Tuesday, 13 September 2011

Pointless trip to Ethiopia


Week 3

Arriving in Addis Ababa after a 3:30am flight from Nairobi, I spent the whole day with no sleep and a massive headache trying to figure out where the hell I was. That morning I decided to take a taxi through the city and find myself a coach/bus to Dolo South Ethiopia near the Somali border.

This was tougher than I imagined it to be. 1st of all English isn't taught in Ethiopia so the language and communication barrier wasn't easy. Finally got a bus that went in that direction and took it. Ever green land flows for miles and miles with small, quant villages along the way. People living with nothing and just the basics it was clear that these people were happy with just a few chickens, cows, goatsa and a mud hut.

Roads in this part of the world are non existent. Rocky 4x4 terrain stretches for miles and miles. Feeling every bump on the road, it was tough to get any sleep. 12 hours later stopped off in a tiny poor village, of Shashamene, pitch black searching for a room to stay the night. Cold water shower the only option available I took it and survived. 5 hours sleep I set off again to the next town of Neleborana, 6 hours drive and final destination for my bus driver. Found myself another hotel/room for the night.

Next morning I was determined to find some form of transport to Dolo odo. Speaking to the correct people in the market I was so so lucky to stumble across a (WFP) World Food Program Truck carrying 400 tons of maze, flour, wheat and life saving foods for refugees in Dolo odo, Somalia. Sleeping for a few hours we arrived in Dolo. 930 km, 3 days and hardly any sleep. I spent two days in Dolo trying to find different views and pictures documenting the Horn of Africa Drought Crisis and enjoyed a Ethiopian new year (2005) and a day resting in the sun. Pictures I found out were tough to get because, government officals would follow you and ask you not to photograph what the world needed to see. Walking through the camps it was no different than Dadaab, Kenya so it felt a bit pointless to send in the same set of pictures. I then decided that their was no point me getting poor images, so I headed back to the capital Addis Ababa by flight.

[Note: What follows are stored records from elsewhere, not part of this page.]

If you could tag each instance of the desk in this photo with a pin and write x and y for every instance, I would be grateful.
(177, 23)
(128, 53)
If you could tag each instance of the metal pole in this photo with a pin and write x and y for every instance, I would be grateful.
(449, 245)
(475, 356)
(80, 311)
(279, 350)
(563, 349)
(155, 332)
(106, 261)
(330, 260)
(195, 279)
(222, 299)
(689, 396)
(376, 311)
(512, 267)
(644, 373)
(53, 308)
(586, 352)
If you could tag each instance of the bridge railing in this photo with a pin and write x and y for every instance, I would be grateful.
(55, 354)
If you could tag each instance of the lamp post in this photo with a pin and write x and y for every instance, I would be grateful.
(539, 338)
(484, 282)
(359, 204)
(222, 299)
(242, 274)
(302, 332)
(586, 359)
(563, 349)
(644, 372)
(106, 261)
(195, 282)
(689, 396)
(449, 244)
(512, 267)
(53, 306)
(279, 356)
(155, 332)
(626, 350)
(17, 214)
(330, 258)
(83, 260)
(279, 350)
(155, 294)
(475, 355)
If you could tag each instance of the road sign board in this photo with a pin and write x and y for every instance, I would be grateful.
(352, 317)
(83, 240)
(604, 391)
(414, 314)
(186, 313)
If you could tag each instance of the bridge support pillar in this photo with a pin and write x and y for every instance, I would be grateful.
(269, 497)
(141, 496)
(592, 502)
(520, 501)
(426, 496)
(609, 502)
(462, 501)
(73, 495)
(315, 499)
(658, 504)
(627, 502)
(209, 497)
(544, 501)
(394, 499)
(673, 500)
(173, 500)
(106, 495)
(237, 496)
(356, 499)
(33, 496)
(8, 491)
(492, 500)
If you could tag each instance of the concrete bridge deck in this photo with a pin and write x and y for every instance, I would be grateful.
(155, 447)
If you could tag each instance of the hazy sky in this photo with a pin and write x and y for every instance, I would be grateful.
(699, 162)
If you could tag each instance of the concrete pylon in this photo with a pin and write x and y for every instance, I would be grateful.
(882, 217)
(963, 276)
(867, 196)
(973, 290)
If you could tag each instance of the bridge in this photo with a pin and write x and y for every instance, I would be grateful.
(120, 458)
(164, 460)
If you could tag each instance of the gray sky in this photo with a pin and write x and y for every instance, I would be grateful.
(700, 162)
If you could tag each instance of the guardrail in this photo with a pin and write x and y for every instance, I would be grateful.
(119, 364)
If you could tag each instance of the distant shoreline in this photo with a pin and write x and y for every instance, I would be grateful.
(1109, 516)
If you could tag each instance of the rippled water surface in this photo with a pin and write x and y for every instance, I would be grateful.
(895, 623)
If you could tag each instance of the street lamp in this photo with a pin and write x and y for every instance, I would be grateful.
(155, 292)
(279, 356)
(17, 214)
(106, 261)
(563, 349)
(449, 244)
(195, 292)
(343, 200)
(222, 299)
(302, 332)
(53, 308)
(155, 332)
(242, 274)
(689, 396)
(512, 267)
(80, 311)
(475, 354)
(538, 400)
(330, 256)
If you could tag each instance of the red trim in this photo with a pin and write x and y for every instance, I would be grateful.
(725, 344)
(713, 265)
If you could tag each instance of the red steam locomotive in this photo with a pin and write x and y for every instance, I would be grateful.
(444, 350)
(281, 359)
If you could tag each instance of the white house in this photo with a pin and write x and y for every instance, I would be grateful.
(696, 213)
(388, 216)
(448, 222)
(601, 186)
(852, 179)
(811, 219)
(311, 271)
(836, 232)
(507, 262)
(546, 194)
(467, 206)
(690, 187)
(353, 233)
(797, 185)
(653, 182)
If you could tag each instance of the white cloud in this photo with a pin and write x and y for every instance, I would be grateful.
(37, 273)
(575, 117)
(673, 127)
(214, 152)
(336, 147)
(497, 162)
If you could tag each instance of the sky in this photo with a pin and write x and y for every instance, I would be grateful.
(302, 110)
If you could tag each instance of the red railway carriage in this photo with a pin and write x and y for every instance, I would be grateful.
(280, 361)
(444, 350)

Luckly on my arrival, I was offered a feature story for the Daily Nation Newspaper in Nairobi and booked the next flight to back to Kenya.  Sorry pictures next week folks.

Sunday, 4 September 2011

Lost town of Liboi Kenya's border with Somalia

Week 2


Following up on last weeks post, I decided take a trip to the Somali, Kenyan Border near the town of Liboi. Then continued focusing on different ethnic comunities living in IFO refugee camp and the town of Liboi. 


Drought stricken land is filled with carcass bones near the border between Somalia and Kenya. Liboi town is the first border crossing point for Somali refugees traveling to Dadaab. A newly introduced bus service, is implemented to transport refugees from the border to Dadaab Refugee Camp. After walking for 20 days, families wait for busses in the scorching heat with no food over night. 


As drought, famine and war ravage the Horn of Africa, nearly 29,000 children aged below five have already died. Even as it battles the worst drought in 60 years, Somalia can barely lick the wounds inflicted by civil strife, which has plagued the beleaguered nation for two decades. Impoverished refugees fleeing the country to aid camps in Kenya have to face the wrath of Al Qaeda-backed Shebab militia on the poorly policed border between the countries. 


The crisis, which the United Nations declared as more serious than the 1984 Ethiopia famine that claimed nearly a million lives, now threatens to spread to Ethiopia, Kenya and Djibouti. Dadaab hosts people that have fled various conflicts in the larger Eastern Africa region. Most have come as a consequence of the civil war in southern Somalia, including both Somalis and members of Somalia's various ethnic minority groups such as the Bantu.


My trip takes a detour via the city of Adis Ababa, Ethoipia where I will be traveling to Dolo Ado. Dolo Ado is situated on the Somali, Ethopian border.  The first two camps, Bokolmanyo and Malkadida, were opened in 2009 and 2010 to host Somalis fleeing the conflict in the south central region of Somalia. Kobe and Hilaweyn have been established more recently to cope with the extraordinary influx of Somali refugees caused by the drought and exacerbated by the ongoing civil war.


In July, an average of 1900 people were reaching Dolo Ado on a daily basis. The camps now host about 121,000 people, the majority of whom (80,000) have arrived in 2011 as a result of two consecutive failed rainy seasons that have caused one of the worse droughts since the early 1950s.